Let’s take AIDS as an example of the above difficulties. We first new of AIDS is the early 1980s. It is a virus. Problematic to it is that it mutates hence the finest minds have yet to create a vaccine 40 years later! What does this have to do with COVID-19? Two things, first, COVID-19 is a virus that the Chinese believe has already mutated as they are having new outbreaks of this disease. Second, the best way to prevent the spread is through personal protection. My personal experience in traveling from Boston to Montana, Wyoming and Idaho is that people in these states are not taking this virus seriously and are not wearing masks. That will change.

I fear we will suffer with this disease for the next 2 years which will cause states to close down again, hospitals to become overwhelmed and more people dying. This may well be one of our new realities for some time to come. I hope I am wrong.

COVID-19 has already forever changed the way businesses will run. Those business who had never done work from home have been forced into it and have discovered it to be a very effective way to do business. Businesses have been forced to change the way they do business or die. And I read this morning where it is expected that 1/4 of all small business will not reopen. I expect business schools will be changing their curriculum to accommodate the new business models that will inevitably come out of this pandemic.

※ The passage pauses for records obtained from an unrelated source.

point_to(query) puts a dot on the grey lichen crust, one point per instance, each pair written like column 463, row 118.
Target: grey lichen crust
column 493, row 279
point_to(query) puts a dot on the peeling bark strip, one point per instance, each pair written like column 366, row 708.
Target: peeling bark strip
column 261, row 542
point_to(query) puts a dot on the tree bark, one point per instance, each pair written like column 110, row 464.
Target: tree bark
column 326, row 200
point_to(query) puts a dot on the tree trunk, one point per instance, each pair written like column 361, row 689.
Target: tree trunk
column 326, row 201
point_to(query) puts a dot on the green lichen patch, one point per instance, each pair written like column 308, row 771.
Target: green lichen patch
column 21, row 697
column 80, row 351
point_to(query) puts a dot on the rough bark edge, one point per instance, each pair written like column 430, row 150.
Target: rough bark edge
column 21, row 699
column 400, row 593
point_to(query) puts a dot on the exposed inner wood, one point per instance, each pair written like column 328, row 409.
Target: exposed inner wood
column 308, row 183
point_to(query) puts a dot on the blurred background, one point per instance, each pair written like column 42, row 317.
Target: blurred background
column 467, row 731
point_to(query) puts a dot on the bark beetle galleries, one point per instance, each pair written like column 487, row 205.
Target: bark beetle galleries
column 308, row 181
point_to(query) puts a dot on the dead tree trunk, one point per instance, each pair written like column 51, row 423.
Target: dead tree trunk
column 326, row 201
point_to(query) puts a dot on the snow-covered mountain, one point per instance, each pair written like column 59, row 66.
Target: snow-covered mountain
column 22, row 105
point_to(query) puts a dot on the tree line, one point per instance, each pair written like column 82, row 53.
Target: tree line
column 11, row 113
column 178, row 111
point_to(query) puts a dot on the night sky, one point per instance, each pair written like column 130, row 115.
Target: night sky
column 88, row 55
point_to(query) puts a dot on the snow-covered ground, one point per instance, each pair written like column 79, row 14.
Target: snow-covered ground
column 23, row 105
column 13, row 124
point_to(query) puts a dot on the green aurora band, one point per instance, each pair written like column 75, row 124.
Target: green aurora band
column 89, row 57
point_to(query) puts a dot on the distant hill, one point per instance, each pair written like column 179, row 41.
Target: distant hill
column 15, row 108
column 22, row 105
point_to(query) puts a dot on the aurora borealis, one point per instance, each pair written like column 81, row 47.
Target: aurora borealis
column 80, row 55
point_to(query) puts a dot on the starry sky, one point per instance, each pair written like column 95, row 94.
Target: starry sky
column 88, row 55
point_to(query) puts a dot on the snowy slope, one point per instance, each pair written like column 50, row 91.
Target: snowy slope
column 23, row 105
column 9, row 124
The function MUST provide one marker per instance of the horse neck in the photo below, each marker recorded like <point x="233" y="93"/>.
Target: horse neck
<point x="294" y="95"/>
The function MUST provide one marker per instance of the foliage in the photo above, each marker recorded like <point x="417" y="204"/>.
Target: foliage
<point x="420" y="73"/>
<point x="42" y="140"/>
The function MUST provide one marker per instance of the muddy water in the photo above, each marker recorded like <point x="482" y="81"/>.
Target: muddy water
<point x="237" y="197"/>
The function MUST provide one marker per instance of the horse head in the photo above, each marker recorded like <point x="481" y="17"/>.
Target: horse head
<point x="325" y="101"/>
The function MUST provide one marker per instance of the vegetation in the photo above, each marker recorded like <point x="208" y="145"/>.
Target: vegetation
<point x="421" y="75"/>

Additionally, the way we look at response to health crises has already changed and will change more. We simply were not prepared for this pandemic in large part because our belief systems had not allowed for such an occurrence.

We have a new phrase in our language, “social distancing.” Will this be temporary or long-lasting, possibly a new standard?

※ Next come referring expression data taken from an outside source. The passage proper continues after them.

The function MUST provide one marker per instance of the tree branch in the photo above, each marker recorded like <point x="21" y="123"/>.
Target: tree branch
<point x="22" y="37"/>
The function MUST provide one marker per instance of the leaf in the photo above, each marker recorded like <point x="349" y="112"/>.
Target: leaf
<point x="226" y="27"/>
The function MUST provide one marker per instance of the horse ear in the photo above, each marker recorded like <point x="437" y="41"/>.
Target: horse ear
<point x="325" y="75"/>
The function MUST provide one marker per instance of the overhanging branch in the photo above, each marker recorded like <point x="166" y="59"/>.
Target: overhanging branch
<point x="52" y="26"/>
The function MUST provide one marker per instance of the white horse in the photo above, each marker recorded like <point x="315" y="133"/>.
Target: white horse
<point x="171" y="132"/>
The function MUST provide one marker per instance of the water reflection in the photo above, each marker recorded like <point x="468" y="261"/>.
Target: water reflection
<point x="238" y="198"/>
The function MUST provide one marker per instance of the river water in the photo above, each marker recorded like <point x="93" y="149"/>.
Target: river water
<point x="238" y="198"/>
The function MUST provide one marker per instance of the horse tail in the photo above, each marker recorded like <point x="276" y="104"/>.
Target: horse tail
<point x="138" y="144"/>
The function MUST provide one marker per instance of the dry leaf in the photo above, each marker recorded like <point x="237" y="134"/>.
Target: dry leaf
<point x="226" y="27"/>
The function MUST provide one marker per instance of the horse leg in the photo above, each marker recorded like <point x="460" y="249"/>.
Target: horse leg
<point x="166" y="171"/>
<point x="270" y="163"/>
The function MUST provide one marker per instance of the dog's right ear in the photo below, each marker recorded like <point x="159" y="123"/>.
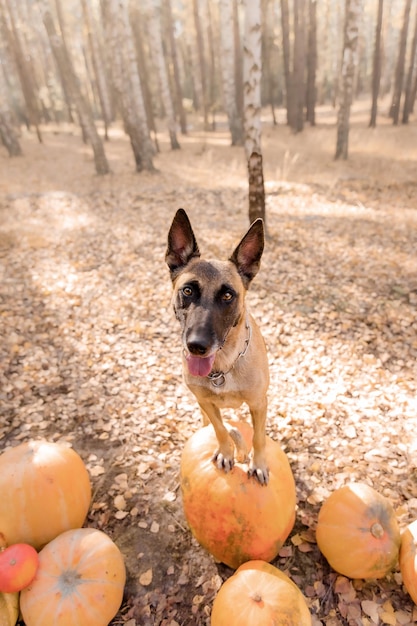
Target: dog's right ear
<point x="182" y="244"/>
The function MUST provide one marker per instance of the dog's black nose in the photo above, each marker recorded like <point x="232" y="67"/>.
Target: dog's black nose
<point x="197" y="348"/>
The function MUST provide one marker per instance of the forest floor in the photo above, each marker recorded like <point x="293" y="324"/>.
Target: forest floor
<point x="90" y="350"/>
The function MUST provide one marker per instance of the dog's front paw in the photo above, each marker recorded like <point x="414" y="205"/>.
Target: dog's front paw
<point x="224" y="462"/>
<point x="260" y="473"/>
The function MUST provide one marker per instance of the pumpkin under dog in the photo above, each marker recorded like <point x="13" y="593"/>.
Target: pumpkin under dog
<point x="224" y="355"/>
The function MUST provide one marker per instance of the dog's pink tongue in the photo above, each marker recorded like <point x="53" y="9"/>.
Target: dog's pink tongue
<point x="200" y="365"/>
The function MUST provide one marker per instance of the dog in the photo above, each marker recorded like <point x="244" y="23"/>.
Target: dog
<point x="224" y="355"/>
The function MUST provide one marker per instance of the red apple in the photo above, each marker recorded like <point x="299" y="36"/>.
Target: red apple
<point x="18" y="566"/>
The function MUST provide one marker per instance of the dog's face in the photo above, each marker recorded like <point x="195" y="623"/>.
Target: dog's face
<point x="208" y="295"/>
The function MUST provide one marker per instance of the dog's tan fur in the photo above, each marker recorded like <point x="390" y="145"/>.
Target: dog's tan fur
<point x="216" y="325"/>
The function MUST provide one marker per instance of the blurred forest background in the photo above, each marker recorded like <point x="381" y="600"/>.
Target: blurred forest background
<point x="115" y="113"/>
<point x="94" y="61"/>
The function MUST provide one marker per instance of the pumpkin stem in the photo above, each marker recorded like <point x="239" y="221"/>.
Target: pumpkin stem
<point x="377" y="531"/>
<point x="256" y="597"/>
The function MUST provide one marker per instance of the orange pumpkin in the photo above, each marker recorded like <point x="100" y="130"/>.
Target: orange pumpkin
<point x="9" y="609"/>
<point x="408" y="559"/>
<point x="259" y="594"/>
<point x="18" y="565"/>
<point x="358" y="533"/>
<point x="230" y="514"/>
<point x="45" y="490"/>
<point x="80" y="580"/>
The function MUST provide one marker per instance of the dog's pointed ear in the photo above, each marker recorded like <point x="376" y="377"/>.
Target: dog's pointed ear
<point x="182" y="244"/>
<point x="247" y="255"/>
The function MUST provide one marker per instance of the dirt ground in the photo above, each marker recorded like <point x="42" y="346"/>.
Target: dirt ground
<point x="90" y="349"/>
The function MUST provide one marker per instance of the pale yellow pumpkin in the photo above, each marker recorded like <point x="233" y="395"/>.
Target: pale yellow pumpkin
<point x="80" y="581"/>
<point x="358" y="533"/>
<point x="45" y="489"/>
<point x="259" y="594"/>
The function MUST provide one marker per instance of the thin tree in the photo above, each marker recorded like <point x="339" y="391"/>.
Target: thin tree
<point x="175" y="67"/>
<point x="201" y="63"/>
<point x="311" y="63"/>
<point x="286" y="53"/>
<point x="376" y="69"/>
<point x="299" y="65"/>
<point x="127" y="82"/>
<point x="228" y="71"/>
<point x="400" y="68"/>
<point x="349" y="65"/>
<point x="70" y="80"/>
<point x="98" y="67"/>
<point x="8" y="133"/>
<point x="412" y="69"/>
<point x="252" y="71"/>
<point x="155" y="39"/>
<point x="25" y="72"/>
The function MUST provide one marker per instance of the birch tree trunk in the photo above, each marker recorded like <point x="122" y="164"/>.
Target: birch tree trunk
<point x="376" y="69"/>
<point x="311" y="63"/>
<point x="252" y="71"/>
<point x="24" y="70"/>
<point x="127" y="82"/>
<point x="98" y="67"/>
<point x="400" y="68"/>
<point x="349" y="65"/>
<point x="412" y="70"/>
<point x="228" y="71"/>
<point x="175" y="66"/>
<point x="155" y="39"/>
<point x="70" y="80"/>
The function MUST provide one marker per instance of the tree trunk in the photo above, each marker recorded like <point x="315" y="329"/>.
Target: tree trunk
<point x="228" y="71"/>
<point x="376" y="70"/>
<point x="70" y="80"/>
<point x="400" y="68"/>
<point x="311" y="63"/>
<point x="299" y="64"/>
<point x="252" y="71"/>
<point x="8" y="134"/>
<point x="175" y="67"/>
<point x="201" y="62"/>
<point x="349" y="65"/>
<point x="286" y="52"/>
<point x="155" y="39"/>
<point x="98" y="67"/>
<point x="238" y="60"/>
<point x="412" y="70"/>
<point x="127" y="83"/>
<point x="25" y="72"/>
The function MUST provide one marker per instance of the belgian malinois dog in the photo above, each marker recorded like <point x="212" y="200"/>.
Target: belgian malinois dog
<point x="224" y="355"/>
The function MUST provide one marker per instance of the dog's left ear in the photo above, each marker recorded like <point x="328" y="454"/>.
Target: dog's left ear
<point x="247" y="255"/>
<point x="182" y="244"/>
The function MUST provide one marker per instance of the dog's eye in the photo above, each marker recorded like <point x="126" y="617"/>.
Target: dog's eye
<point x="187" y="291"/>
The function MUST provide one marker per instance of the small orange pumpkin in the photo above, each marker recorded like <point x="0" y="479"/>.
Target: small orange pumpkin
<point x="259" y="594"/>
<point x="408" y="559"/>
<point x="230" y="514"/>
<point x="358" y="533"/>
<point x="18" y="566"/>
<point x="45" y="489"/>
<point x="80" y="580"/>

Amid the Pandemic and new ways of doing business came the policeman who murdered a black man by asphyxiation. First it forced police forces around the country to reconsider apprehension techniques. Then another black man was killed just because three white men thought he was a wanted man when in truth he was just out for a jog, something he had done regularly for a long time and finally there was the policeman who shot and killed a black man in the back because he was resisting arrest.

I knew America was still ways to racist for my liking, but to the extent it has suddenly reared its ugly head was surprising. These events caused demonstrations against racism across America. When it was discovered in the black community that some of them were taking advantage of the situation to cause property damage and looting, black leaders took it upon themselves to call out these thugs and remind both them and America that the protests are to be peaceful. In a number of demonstrations it was police mishandling of the protests that cause them to turn violent. But maybe, just maybe, out this will come a more widespread intolerance for all forms of racism. We can only hope.